À l’heure actuelle, moins de 1 % de la haute mer est protégé. Le nouveau traité des Nations unies permet aux pays de créer collectivement des aires marines protégées (AMP), qui pourraient contribuer à conserver des zones de la haute mer en les protégeant des dégâts causés par la surpêche et les couloirs maritimes.

 

3. LE GRAND DÉBAT DE LA PÊCHE EN HAUTE MER

 

La pêche est parfois décrite comme l’un des emplois les plus dangereux au monde, et sa potentielle autorisation en haute mer fait l’objet d’un vif débat.

Une étude publiée en 2018 a démontré que 54 % des activités de pêche en haute mer ne seraient pas rentables sans l’aide des subventions gouvernementales. Environ 3 600 navires pêchent aujourd’hui en haute mer, ce qui ne représente que 6 % de l’ensemble des activités de pêche. Malgré cela, cette industrie a un impact disproportionné sur l’environnement et les droits humains. Une méthode très utilisée en haute mer est celle du chalutage de fond, qui consiste à jeter d’immenses filets qui ramassent tout sur leur passage : des poissons, mais aussi des récifs coralliens et des animaux marins rares ou menacés.

Certains pays, comme la Chine, utilisent la haute mer pour compenser le manque de poissons dans leurs propres eaux. Les scientifiques estiment qu’environ 70 % des poissons des eaux nationales passent une partie de leur vie en haute mer et, selon une étude publiée en 2015, si la haute mer était strictement fermée à la pêche, d’importantes populations pourraient commencer à déborder sur les territoires nationaux, et ainsi augmenter les stocks de poissons au sein des ZEE. La pêche commerciale dans les eaux territoriales pourrait ainsi connaître une augmentation de 18 %.

 

4. DE NOMBREUX CRIMES SONT DISSIMULÉS LOIN DES CÔTES 

 

À des milliers de kilomètres de la terre ferme, la haute mer est utilisée pour dissimuler des crimes tels que le travail forcé, mais aussi des meurtres.

Une enquête du New York Times publiée en 2015 a exposé des histoires de violence, d’asservissement, de punitions sévères, ou bien pire, que subissent des travailleurs manipulés ou forcés à travailler à bord de bateaux de pêche, où ils sont parfois détenus pendant des années. Ces bateaux stationnent en haute mer pendant des mois, voire des années. D’autres navires viennent leur faire des livraisons et ramasser le poisson pêché, leur permettant ainsi d’échapper à toute surveillance.
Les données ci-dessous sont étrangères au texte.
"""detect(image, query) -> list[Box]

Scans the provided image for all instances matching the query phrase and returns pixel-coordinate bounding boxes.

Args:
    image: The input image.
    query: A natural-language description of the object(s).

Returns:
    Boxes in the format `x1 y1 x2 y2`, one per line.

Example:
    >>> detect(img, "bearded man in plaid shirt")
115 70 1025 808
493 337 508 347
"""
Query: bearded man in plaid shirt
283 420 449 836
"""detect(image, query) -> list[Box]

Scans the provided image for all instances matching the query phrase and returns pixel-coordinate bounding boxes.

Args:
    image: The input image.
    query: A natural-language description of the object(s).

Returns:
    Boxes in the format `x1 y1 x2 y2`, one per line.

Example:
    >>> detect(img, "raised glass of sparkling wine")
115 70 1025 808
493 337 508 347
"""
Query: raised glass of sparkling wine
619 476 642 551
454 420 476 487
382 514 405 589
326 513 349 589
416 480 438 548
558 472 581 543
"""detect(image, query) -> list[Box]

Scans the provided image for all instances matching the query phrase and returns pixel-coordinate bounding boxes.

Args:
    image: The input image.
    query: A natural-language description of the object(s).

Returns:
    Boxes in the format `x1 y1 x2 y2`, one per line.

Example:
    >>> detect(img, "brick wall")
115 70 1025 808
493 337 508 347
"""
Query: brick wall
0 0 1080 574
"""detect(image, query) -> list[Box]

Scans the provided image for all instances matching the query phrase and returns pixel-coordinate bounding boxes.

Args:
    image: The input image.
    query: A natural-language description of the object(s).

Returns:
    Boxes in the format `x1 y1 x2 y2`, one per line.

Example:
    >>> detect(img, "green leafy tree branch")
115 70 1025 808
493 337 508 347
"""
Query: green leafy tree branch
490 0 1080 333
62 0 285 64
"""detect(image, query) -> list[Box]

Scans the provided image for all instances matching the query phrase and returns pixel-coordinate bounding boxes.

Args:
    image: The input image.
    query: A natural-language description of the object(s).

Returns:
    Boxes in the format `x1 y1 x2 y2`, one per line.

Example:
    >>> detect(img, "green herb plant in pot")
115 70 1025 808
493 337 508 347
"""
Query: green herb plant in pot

Selon une autre enquête publiée en 2019 par l’Associated Press, un grand nombre des poissons capturés par des travailleurs esclaves finissent par être consommés dans des pays comme les États-Unis.

Des groupes militants et les forces de l’ordre ont commencé à utiliser des satellites pour surveiller les navires en haute mer à la recherche de comportements suspects correspondant à des pratiques de travail forcé.

 

5. UNE VALEUR ÉCOLOGIQUE INESTIMABLE

 

Un plongeur nage sous une large canopée de sargasses. Les grandes algues comme celle-ci extraient naturellement ...

Un plongeur nage sous une large canopée de sargasses. Les grandes algues comme celle-ci extraient naturellement le dioxyde de carbone de l’atmosphère, et jouent ainsi un rôle essentiel dans l’atténuation du changement climatique.

PHOTOGRAPHIE DE DAVID DOUBILETNAT GEO IMAGE COLLECTION

La vie marine, comme le plancton et les algues, est responsable de l’absorption de grandes quantités de dioxyde de carbone en haute mer. Selon un rapport publié en 2014, elle permettrait de retirer 1,5 milliard de tonnes de dioxyde de carbone présent l’atmosphère chaque année.

Selon ce même rapport, les hautes mers extraient une telle quantité de carbone de l’air que sa valeur est estimée à 138 milliards d’euros. Ce carbone étant absorbé par les plantes et les animaux qui le stockent dans leur corps ou le transfèrent dans les profondeurs, certains scientifiques pensent que toute pêche en haute mer devrait être interdite.